OPPOSTO: sostantivo maschile; Di cose in contrasto con altre o che tendono alla reciproca esclusione; contrario, antitetico, divergente. Perché è sempre così con questa band. D’altronde se ti chiami zelo e ardore, non ci vuole una scienza per comprenderne il caleidoscopio che risiede nella penna del Nostro. Si torna sempre al villaggio degli scemi, un resort all inclusive. Gli opposti sono due fette di pane, tu che ascolti stai nel mezzo, silenzio e fatti mangiare. Prima l’irruenza di “Clawing Out”, poi il barcollare hip hop e pop e oh oh oh, yeah, di “Disease”.
“Don’t go long now
You’re trying to be fine but you’re another disease
Don’t stay long, child
Insisting that you’re kind but” – “Disease”
Il disco procede, pare che il bicchiere sia colmo a metà, manca il veleno, resta ugualmente rosso sangue.
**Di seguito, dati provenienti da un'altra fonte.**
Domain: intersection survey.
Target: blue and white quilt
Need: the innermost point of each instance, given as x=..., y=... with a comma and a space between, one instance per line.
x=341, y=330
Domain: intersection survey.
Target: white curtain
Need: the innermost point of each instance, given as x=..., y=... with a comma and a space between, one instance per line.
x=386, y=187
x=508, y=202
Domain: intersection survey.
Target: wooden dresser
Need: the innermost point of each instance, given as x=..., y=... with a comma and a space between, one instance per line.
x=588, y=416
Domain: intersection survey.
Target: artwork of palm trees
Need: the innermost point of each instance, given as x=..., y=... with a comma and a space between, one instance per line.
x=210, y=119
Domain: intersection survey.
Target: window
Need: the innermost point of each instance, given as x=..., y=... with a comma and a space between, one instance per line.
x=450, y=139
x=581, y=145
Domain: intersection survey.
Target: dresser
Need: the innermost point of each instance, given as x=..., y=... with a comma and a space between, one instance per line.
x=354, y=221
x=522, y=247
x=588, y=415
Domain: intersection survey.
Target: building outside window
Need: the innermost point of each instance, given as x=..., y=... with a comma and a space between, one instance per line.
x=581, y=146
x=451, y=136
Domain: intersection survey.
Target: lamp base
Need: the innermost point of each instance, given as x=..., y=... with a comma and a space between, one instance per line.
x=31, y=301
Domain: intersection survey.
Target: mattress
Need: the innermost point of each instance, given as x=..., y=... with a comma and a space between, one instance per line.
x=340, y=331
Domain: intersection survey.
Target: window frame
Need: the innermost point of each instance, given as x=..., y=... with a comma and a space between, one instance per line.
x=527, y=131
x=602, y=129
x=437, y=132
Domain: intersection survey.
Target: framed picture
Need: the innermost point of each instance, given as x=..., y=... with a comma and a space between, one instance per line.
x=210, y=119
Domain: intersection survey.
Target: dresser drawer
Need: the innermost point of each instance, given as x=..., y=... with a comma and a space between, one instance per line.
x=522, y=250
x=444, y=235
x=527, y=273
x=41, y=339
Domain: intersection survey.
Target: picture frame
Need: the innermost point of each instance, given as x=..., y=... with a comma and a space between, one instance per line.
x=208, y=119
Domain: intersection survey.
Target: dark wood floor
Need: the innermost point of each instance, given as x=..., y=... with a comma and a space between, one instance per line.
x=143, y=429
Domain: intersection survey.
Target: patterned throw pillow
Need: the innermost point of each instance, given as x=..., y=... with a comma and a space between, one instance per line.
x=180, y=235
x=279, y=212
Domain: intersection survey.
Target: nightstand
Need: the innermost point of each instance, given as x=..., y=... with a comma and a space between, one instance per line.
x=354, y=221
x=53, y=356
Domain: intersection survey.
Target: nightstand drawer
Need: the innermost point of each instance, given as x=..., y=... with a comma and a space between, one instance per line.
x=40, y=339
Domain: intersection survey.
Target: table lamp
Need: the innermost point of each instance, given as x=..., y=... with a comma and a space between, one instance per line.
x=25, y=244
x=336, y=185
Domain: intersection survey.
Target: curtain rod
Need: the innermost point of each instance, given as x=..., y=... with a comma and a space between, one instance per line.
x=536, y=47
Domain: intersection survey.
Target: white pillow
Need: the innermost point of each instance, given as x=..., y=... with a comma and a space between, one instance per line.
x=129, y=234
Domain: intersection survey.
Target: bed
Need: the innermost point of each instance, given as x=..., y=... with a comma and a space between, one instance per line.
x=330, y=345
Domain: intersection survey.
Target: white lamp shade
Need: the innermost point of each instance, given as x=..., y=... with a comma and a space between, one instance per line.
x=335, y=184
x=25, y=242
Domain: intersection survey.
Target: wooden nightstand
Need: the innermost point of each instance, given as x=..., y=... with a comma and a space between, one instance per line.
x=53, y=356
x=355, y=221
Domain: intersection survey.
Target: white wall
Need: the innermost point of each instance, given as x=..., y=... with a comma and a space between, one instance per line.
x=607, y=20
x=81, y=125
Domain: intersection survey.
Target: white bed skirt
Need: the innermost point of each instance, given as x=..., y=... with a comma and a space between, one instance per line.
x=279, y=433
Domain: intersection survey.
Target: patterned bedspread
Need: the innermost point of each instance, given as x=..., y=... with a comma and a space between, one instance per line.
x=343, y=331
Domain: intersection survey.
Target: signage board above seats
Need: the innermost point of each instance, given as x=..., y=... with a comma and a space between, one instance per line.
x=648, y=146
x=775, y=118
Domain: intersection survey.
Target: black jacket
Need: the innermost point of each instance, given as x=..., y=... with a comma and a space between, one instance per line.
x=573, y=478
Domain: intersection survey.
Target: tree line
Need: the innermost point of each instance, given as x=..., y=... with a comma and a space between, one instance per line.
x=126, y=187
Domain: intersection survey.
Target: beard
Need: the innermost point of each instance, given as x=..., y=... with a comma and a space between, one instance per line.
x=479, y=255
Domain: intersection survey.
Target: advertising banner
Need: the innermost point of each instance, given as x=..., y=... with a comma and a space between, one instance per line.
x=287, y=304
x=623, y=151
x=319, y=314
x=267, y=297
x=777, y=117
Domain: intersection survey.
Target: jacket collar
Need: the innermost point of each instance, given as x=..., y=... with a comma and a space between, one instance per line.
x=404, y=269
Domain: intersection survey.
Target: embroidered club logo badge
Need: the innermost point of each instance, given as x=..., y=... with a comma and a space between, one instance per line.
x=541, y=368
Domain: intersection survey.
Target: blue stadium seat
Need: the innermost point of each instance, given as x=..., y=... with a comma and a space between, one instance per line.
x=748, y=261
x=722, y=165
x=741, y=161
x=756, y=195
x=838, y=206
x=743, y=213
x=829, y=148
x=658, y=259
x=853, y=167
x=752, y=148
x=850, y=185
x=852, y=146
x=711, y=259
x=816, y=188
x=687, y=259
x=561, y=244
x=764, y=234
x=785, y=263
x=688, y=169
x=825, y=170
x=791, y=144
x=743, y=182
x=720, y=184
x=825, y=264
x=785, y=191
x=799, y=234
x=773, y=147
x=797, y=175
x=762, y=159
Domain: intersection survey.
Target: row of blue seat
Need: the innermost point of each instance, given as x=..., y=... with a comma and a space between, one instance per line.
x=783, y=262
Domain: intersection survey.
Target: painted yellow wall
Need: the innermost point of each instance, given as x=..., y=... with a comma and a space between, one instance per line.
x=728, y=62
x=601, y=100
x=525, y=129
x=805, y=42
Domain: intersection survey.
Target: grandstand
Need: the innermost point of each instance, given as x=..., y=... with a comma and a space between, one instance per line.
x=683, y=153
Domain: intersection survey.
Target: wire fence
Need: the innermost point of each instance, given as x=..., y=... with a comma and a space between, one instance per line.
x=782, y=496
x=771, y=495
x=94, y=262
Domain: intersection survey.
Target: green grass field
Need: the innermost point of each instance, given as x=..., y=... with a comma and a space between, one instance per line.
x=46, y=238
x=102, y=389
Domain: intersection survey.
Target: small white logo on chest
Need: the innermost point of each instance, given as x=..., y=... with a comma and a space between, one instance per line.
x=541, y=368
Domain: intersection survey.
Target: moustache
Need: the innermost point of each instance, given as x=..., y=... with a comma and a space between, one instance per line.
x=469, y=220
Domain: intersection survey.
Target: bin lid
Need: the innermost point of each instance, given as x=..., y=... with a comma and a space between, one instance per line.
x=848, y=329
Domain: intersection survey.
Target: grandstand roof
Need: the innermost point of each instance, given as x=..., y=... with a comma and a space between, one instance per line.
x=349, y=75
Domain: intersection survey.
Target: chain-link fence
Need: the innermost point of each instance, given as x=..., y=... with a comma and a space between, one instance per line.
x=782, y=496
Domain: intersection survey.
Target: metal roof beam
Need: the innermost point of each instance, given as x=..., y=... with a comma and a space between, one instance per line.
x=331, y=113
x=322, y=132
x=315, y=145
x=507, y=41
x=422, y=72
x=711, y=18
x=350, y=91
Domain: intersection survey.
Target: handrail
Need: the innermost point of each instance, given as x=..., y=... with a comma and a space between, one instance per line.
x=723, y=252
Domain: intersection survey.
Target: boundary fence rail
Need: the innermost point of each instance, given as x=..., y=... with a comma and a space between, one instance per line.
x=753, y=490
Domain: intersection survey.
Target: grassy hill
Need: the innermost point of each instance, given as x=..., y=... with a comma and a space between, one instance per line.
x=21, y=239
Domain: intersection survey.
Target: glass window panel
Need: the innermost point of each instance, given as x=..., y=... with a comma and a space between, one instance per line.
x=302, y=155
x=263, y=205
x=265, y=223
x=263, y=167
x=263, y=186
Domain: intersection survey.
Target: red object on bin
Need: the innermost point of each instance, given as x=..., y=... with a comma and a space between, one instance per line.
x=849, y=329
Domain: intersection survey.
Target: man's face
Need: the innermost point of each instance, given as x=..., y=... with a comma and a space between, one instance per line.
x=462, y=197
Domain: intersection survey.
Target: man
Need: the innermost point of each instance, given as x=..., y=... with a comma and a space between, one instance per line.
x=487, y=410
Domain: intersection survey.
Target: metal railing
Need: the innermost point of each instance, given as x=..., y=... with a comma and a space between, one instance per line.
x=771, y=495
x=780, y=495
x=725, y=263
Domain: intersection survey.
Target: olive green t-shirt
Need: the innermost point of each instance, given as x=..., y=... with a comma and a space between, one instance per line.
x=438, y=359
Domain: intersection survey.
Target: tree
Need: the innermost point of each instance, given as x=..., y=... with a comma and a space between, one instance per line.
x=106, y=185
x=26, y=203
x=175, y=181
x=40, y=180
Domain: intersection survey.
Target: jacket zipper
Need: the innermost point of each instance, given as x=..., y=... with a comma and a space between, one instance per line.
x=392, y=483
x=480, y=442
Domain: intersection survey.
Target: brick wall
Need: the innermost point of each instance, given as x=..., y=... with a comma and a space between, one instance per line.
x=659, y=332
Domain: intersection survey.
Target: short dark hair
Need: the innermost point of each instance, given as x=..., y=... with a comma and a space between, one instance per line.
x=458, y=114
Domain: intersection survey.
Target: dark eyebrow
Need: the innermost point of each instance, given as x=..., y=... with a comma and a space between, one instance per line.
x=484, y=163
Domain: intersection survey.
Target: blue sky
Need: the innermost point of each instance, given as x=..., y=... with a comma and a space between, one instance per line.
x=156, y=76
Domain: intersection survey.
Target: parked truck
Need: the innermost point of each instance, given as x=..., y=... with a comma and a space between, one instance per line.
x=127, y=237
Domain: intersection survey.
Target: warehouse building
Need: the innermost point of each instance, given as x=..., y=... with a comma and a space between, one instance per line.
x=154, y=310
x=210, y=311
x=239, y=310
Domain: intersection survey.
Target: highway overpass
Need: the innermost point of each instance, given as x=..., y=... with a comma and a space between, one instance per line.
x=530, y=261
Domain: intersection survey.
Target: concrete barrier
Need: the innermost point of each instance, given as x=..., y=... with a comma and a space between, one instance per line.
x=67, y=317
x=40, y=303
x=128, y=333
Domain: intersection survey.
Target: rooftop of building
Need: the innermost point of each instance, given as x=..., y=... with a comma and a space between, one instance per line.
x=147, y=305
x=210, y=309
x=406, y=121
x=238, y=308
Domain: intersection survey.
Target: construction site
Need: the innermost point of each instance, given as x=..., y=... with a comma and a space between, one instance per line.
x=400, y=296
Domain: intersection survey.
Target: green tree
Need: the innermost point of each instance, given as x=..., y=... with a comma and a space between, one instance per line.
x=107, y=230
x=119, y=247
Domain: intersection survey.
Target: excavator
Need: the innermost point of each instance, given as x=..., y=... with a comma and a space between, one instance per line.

Il genietto, figlio di padre svizzero, biologo per lavoro, percussionista per passione e di madre afroamericana, cantante jazz, sembra percorrere sentieri più placidi, la Natura gentile che non disturba e non va disturbata. Ma forse, al limitare del bosco, qualcosa è lì che brama nell’ombra.
“All is said, the devil ain’t dead
We won’t sleep till the beast is fed
Now you hope the devil don’t know” – “369”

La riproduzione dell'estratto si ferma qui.